House Robber medium

Problem Statement

You are a professional robber planning to rob houses along a street. Each house has a certain amount of money stashed, the only constraint stopping you from robbing each of them is that adjacent houses have security systems connected and it will automatically contact the police if two adjacent houses were broken into on the same night.

Given a list of non-negative integers representing the amount of money of each house, determine the maximum amount of money you can rob tonight without alerting the police.

Example 1:

Input: nums = [1,2,3,1] Output: 4 Explanation: Rob house 1 (money = 1) and then rob house 3 (money = 3). Total amount you can rob = 1 + 3 = 4.

Example 2:

Input: nums = [2,7,9,3,1] Output: 12 Explanation: Rob house 1 (money = 2), rob house 3 (money = 9) and rob house 5 (money = 1). Total amount you can rob = 2 + 9 + 1 = 12.

Steps and Explanation

This problem can be solved using dynamic programming. The core idea is that the maximum amount of money you can rob at a given house depends only on the maximum amount you could rob at the previous two houses.

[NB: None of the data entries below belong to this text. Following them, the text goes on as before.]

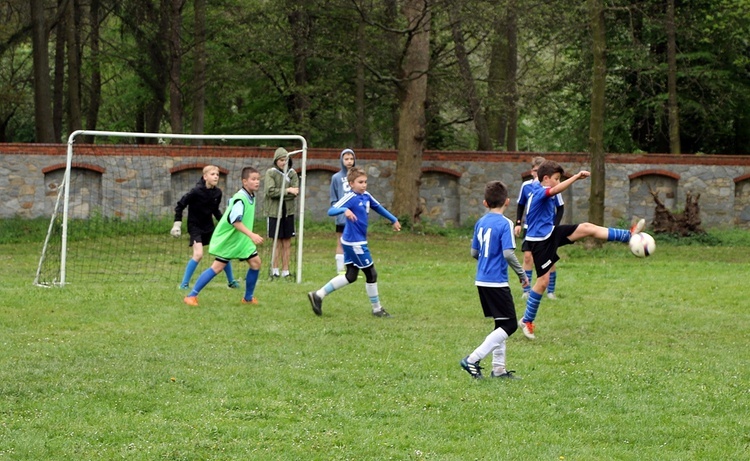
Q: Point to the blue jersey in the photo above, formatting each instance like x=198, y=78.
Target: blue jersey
x=523, y=196
x=355, y=232
x=540, y=213
x=493, y=234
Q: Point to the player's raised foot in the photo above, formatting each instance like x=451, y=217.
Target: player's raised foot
x=472, y=368
x=316, y=302
x=527, y=328
x=507, y=375
x=191, y=300
x=638, y=227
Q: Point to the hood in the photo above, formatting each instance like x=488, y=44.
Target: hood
x=341, y=158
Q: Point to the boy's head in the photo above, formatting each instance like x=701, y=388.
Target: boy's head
x=495, y=195
x=547, y=171
x=347, y=158
x=211, y=175
x=250, y=179
x=535, y=162
x=357, y=179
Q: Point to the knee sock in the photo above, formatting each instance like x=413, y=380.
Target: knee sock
x=250, y=280
x=532, y=306
x=203, y=279
x=189, y=269
x=552, y=280
x=618, y=235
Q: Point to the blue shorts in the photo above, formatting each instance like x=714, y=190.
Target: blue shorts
x=359, y=255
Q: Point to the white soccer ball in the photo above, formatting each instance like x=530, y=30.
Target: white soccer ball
x=642, y=245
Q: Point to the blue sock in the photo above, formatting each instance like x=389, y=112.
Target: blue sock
x=552, y=280
x=189, y=269
x=203, y=279
x=529, y=273
x=532, y=305
x=228, y=271
x=250, y=280
x=618, y=235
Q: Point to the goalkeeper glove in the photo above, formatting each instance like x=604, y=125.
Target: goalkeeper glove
x=176, y=229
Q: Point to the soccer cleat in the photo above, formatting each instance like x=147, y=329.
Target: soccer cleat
x=506, y=375
x=472, y=368
x=191, y=300
x=316, y=302
x=638, y=227
x=382, y=313
x=527, y=328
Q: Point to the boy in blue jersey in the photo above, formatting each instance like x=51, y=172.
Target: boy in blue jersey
x=493, y=246
x=355, y=205
x=528, y=260
x=234, y=239
x=545, y=237
x=339, y=187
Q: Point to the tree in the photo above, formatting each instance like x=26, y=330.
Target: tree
x=412, y=92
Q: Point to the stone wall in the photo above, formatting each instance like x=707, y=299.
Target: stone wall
x=451, y=190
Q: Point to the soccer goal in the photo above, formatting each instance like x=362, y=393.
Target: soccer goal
x=111, y=209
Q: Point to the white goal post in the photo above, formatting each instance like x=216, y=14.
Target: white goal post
x=64, y=191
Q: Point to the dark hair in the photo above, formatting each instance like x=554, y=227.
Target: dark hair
x=495, y=194
x=248, y=170
x=548, y=168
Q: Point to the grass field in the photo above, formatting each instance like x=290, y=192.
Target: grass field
x=638, y=359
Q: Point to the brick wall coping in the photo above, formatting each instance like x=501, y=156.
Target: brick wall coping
x=369, y=154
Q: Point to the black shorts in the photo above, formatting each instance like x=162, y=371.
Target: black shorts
x=286, y=229
x=544, y=252
x=201, y=237
x=497, y=302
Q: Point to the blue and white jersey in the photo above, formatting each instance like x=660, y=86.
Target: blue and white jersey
x=355, y=232
x=525, y=193
x=493, y=233
x=540, y=213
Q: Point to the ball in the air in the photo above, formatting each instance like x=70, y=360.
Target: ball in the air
x=642, y=245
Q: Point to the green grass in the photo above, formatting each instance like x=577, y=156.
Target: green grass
x=637, y=359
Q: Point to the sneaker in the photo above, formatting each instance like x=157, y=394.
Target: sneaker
x=382, y=313
x=316, y=302
x=472, y=368
x=527, y=328
x=638, y=227
x=191, y=300
x=507, y=375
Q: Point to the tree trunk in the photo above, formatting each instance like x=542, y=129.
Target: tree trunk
x=412, y=97
x=44, y=132
x=475, y=107
x=199, y=78
x=175, y=68
x=596, y=127
x=674, y=116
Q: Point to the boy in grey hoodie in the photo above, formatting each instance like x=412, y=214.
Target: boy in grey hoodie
x=339, y=187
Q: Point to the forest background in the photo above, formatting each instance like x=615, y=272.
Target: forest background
x=514, y=75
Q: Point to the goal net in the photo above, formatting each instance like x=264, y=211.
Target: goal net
x=111, y=209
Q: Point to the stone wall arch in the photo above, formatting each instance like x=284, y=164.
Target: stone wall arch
x=641, y=202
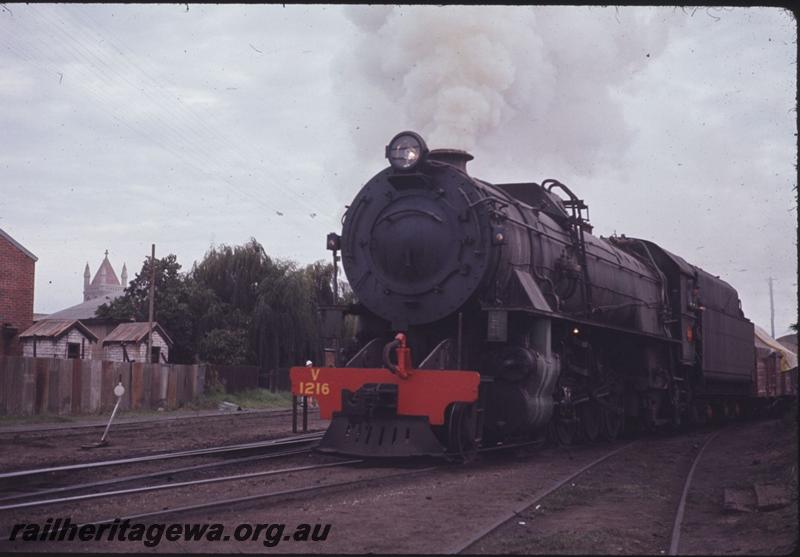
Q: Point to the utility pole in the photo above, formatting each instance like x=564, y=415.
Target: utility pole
x=150, y=314
x=771, y=310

Let dp[i] represent the maximum amount of money you can rob up to house i (including house i). Then:

  • dp[0] = nums[0] (If there's only one house, you rob it)
  • dp[1] = max(nums[0], nums[1]) (If there are two houses, you rob the one with more money)
  • dp[i] = max(dp[i-1], dp[i-2] + nums[i]) for i >= 2. This means you either rob house i (adding its value to the maximum you could rob from houses up to i-2) or you don't rob house i (and take the maximum from houses up to i-1).

We iterate through the nums array, calculating dp[i] at each step. The final result will be dp[n-1], where n is the number of houses.

Code (Java)

class Solution {
    public int rob(int[] nums) {
        int n = nums.length;
        if (n == 0) return 0;
        if (n == 1) return nums[0];

        int[] dp = new int[n];
        dp[0] = nums[0];
        dp[1] = Math.max(nums[0], nums[1]);

        for (int i = 2; i < n; i++) {
            dp[i] = Math.max(dp[i - 1], dp[i - 2] + nums[i]);
        }

        return dp[n - 1];
    }
}

Complexity

  • Time Complexity: O(n), where n is the number of houses. We iterate through the array once.
  • Space Complexity: O(n), where n is the number of houses. We use a dp array of size n. This can be optimized to O(1) by only storing the previous two maximum values instead of the entire array. (See Optimized Code below)

Optimized Code (Java) - O(1) Space

class Solution {
    public int rob(int[] nums) {
        int n = nums.length;
        if (n == 0) return 0;
        if (n == 1) return nums[0];

        int prev1 = nums[0];
        int prev2 = Math.max(nums[0], nums[1]);

        for (int i = 2; i < n; i++) {
            int current = Math.max(prev2, prev1 + nums[i]);
            prev1 = prev2;
            prev2 = current;
        }

        return prev2;
    }
}

This optimized version achieves the same result with constant space complexity by only tracking the two previous maximum values.